What are the most important commandments of database design? Find out in this article! Make sure that every one of your designs meets these set of best practices for database design and your database will always run smoothly and swiftly.
To become a database designer, you must invest a lot of time and effort. To learn database design, you must take courses, get a degree, read books, keep up with the latest trends, and practice a lot. Eventually, you’ll become capable of creating data models for any need that is put in front of you.
But even when you’ve come all that way and you’ve dedicated yourself full-time to database design, even when you have acquired all the skills needed by a data modeler, you’re not completely safe from making mistakes. And the mistakes that are made in a database design, when they make their way into a working database, are very difficult and costly to correct.
Therefore, it is a good idea to always have a list of database design “commandments'' at hand. Before you deliver a finished design to become a database, always read that list of commandments – or, to put it more correctly, that list of best practices for database design – and verify that your design complies with all of them.
It doesn’t hurt to print this list of best practices for database design and hang it on a wall in your office so that you always have them in sight. This way, you will not forget to review them every time you are about to deliver a database design. Plus, it will help you with the data modeling challenges you face every day.
So, let’s take a look at the 11 top database design best practices.
The 11 Commandments: Best Practices of Database Design
#1 Create 3 Diagrams for Each Model: Conceptual, Logical, and Physical
Many times, we are tempted to ignore the conceptual and logical diagrams and proceed directly to the physical diagram to save time. That time that you “saved” by skipping the conceptual and logical diagrams will surely be lost in the future, when you have to make modifications to the model. And if someone else needs to modify your model, they will waste much more time trying to understand the functional and conceptual foundations of your data models.
The best practice here is to work first on the conceptual, then on the logical and finally on the physical diagram every time you have to make modifications to a data model. Tools such as Vertabelo promote this good practice by easing the transition from a conceptual to a logical diagram and from a logical to a physical one.
You also should make sure your database diagram is easily readable by anyone who needs to use it. For this, I suggest you read this series of tips for improving your database diagram layout.
#2 Follow a Naming Convention
Before delivering a database design, make sure that the design has an explicit database schema naming convention associated with it. Check that all table, column, view and other database object names conform to that naming convention.
Keeping a naming convention should be among every designer’s list of best practices for data modeling. The importance of a naming convention goes far beyond a matter of aesthetics or neatness. The names of objects in a database cannot be happily changed once the database is operational. Making changes to names can cause failures in the applications that use the database or break constraints necessary to maintain the integrity of the information. In addition, a naming convention makes it easier to understand the data model and simplifies work for the programmers who must write code to access the data.
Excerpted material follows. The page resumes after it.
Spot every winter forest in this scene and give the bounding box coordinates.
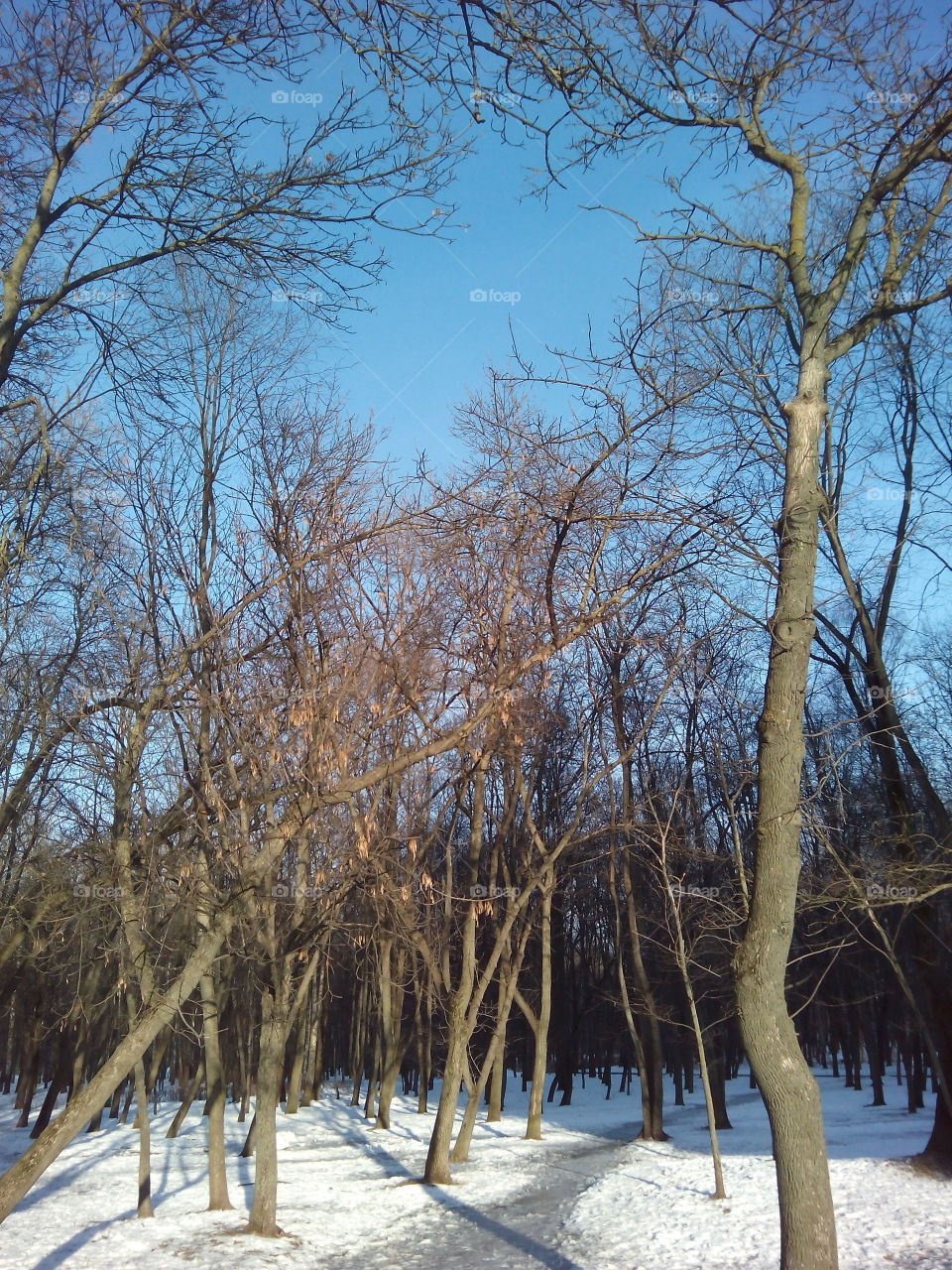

Earlier I said that the naming convention must be explicit. It is a good idea to use annotations in your ERDs (I guess you know what an ERD is, right?). In these notes, make sure the conventions used in the model are carefully detailed. Vertabelo lets you add text notes to its diagrams, which allows you to embed documentation – for example, the naming conventions used in the design – as an inseparable part of the diagram.
#3 Keep Documentation Up to Date
In addition to always keeping the conceptual, logical, and physical versions of the data model current, you must also keep the documentation that accompanies your data model up to date. This documentation can be a data dictionary in a separate document (which Vertabelo can generate automatically) or it can be in notes attached to your ERDs, such as the in-diagram text notes we mentioned earlier.
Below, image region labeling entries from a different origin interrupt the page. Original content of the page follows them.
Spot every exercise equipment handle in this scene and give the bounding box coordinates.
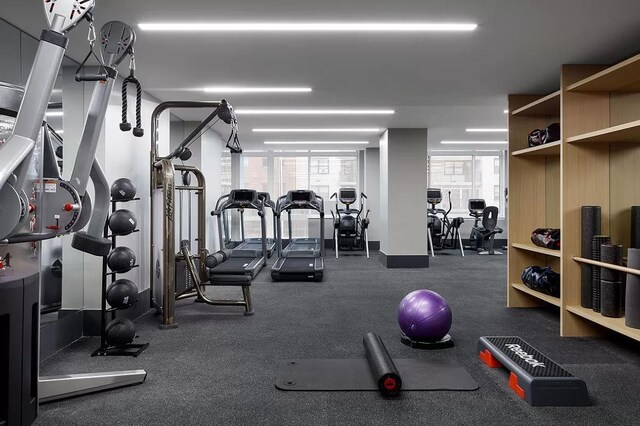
[76,73,109,82]
[362,332,402,397]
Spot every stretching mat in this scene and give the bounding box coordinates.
[276,359,478,391]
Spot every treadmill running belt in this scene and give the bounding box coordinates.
[209,257,255,276]
[282,257,315,274]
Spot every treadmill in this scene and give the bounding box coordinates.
[271,190,325,282]
[209,189,267,285]
[232,192,276,258]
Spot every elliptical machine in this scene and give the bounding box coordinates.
[427,188,464,257]
[331,188,371,259]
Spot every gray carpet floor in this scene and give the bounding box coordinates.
[38,253,640,425]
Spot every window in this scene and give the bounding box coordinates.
[221,151,359,238]
[309,158,330,175]
[444,161,465,175]
[242,157,269,192]
[340,158,357,181]
[242,156,273,238]
[309,185,331,202]
[428,155,505,216]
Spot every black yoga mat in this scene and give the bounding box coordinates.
[276,359,478,391]
[580,206,602,308]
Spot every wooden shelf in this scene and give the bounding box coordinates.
[511,141,562,157]
[511,243,562,257]
[566,306,640,340]
[511,283,560,307]
[567,55,640,92]
[511,90,560,117]
[567,120,640,143]
[573,256,640,275]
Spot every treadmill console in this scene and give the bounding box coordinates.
[258,192,271,201]
[229,189,258,207]
[287,190,316,206]
[469,198,487,216]
[338,188,358,206]
[427,188,442,206]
The use of notes and additional documentation allows you to accompany conventional database design artifacts (mainly ERDs) with useful information and database modeling tips for developers, programmers, and DBAs. For example, you might include suggestions on how to use views or how to take advantage of indexes. Or you might explain the differences between different versions of a data model.
Many times, we designers create useful elements for developers (such as a view that saves a lot of lines of code). But because of a lack of communication, developers never find out about them. Up-to-date documentation prevents this from happening.
#4 Use Model Versioning
Changes made to a data model should generate a new version of it, keeping the previous version for reference and traceability. The same database can be used by multiple applications, and changes to a database almost always require changes to the applications that use it.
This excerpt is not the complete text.